Lori had cautioned me that the students might need help coming up with ideas of what to draw for the students in the US, but they dove right in, drawing wonderful pictures of their houses on stilts, the temples of Angkor, one boy even copied a page from his text book on the lands “given” to Vietnam by the French; obviously that history lesson had made an impression! One delightfully talented young girl gave me two pictures I realized were of herself: one holding a microphone (look out American Idol – she likes to sing) and another in her traditional dance costume. They are beautiful! But nothing could have prepared me for what came next.

I had admired the origami animals and paper sculptures dangling on string in the classrooms; had learned the teachers were using origami to teach the students about geometry. Having finished their drawings, students started asking for another piece of paper (imagine prizing 1 sheet of paper like that?) and the next thing I knew, I was being presented with little paper sculptures. The first was an amazing boat, with two people drawn inside and a detachable canopy. Next was a hopping frog. Then birds and intricate flowers. Then a little box. The students had no glue, everything was folded and tabbed together. They brought them to me saying, “Teacher, teacher”. I’d been pretty strong up to this point but this really choked me up. Thoeungh Rithy, the teacher for this class, told me afterwards that he had wanted to do something like this (the drawing exchange), but had no idea how to go about it.

You quickly realize when visiting the schools that there is no lack of desire to invent wonderful projects to stimulate the minds of these children, just (just? such an inadequate word, that) the people and time to implement the programs. Tchey school has no electricity. Some wonderfully modern electric wires go right by the school, on their way from Thailand to the hotels and restaurants of Siem Reap. But there isn’t enough capacity to allow the schools to draw from the grid, which is why the donated computers will have their batteries charged ultimately by a solar rig. Things we take for granted are incredibly precious there.

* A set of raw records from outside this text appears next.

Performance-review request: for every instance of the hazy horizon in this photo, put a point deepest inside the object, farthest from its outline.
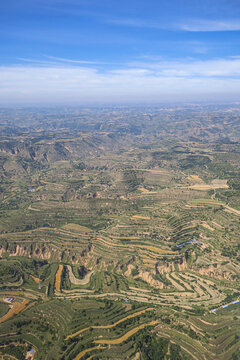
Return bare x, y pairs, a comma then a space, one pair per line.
89, 52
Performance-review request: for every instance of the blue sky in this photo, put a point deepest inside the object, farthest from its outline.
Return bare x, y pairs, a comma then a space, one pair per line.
91, 51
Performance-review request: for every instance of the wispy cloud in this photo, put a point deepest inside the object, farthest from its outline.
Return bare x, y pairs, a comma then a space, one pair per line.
210, 25
191, 25
139, 81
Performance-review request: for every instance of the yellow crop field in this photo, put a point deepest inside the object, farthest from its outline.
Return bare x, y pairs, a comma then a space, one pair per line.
140, 217
76, 228
154, 249
16, 308
125, 336
143, 189
9, 292
111, 325
124, 237
82, 353
35, 278
146, 247
194, 177
58, 277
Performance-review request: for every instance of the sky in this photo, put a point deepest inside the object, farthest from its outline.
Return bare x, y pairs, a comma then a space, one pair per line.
128, 51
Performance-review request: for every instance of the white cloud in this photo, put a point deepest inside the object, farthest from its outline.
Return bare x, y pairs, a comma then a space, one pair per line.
199, 25
191, 25
146, 81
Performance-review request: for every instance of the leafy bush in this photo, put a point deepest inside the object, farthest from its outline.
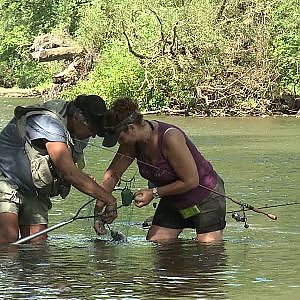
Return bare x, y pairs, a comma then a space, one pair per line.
117, 73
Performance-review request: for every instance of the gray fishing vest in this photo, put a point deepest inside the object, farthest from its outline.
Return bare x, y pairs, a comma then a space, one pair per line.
46, 177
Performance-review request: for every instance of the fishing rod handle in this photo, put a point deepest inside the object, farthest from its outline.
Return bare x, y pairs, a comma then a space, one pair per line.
271, 216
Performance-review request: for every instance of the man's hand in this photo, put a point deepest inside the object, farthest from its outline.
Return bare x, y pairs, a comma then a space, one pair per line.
110, 213
143, 197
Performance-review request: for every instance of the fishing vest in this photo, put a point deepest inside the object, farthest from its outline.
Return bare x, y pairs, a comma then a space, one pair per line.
45, 176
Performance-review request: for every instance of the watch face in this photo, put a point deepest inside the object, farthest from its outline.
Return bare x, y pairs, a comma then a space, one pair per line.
155, 193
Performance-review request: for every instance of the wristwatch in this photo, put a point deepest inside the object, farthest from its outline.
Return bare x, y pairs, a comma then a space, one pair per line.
155, 193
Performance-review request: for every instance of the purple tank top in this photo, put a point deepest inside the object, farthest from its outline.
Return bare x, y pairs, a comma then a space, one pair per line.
161, 173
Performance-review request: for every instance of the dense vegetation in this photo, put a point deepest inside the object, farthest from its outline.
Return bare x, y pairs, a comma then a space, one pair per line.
212, 57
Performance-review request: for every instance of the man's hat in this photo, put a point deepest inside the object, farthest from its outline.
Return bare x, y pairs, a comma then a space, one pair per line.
93, 109
112, 133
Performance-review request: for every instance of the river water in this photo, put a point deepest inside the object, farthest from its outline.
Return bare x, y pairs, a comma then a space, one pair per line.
259, 160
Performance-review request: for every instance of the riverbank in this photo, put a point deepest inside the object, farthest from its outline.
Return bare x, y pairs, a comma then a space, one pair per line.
285, 108
19, 93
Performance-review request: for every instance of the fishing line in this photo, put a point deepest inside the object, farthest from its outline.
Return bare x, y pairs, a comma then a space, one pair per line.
244, 206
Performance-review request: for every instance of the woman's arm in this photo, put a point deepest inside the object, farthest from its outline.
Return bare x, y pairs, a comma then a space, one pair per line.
181, 160
120, 163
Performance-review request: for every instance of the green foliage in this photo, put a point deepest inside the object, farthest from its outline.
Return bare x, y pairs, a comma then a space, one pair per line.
285, 45
117, 74
174, 53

After two hours, it was time for the students to take a break, and for the teachers to get ready for the afternoon classes. It was Saturday, but as children only spend a half day in school, they go six days a week. (This means the teachers teach 2 sessions, 6 days a week). Fortified by some wonderfully fresh coconut milk and a million watts worth of smiles, we exchanged email addresses with Rithy and left for Siem Reap.



It was later that night, packing up the origami sculptures so I wouldn’t crush them on the way home, that my husband said, “Did you see this?” He was holding the little box. Inside, he’d found a folded sheet of paper. I took it out and read it, and the tears I’d managed to hold at bay that morning at Tchey school finally escaped. The note said, “Hello teacher. Good morning teacher. How are you teacher? My name is Srey Leak. I love you teacher.” I have to give it to Cambodia. Even when you try to be the one who brings something, you leave with so much more than what you brought with you. I cannot think of a better way to spend time during a holiday.

Any thoughts I had, that I was being selfish by wanting to do the art project, that yet another tourist visiting the schools was an imposition, that there was something self-serving in the exercise, quite vanished. Bringing something of yourself to Cambodia may be one of the best presents you can bring. Cambodia is still a place where you can make a difference. Please go. Take science projects, take math flash cards, take costumes and put on a play. The students and teachers will love you for it.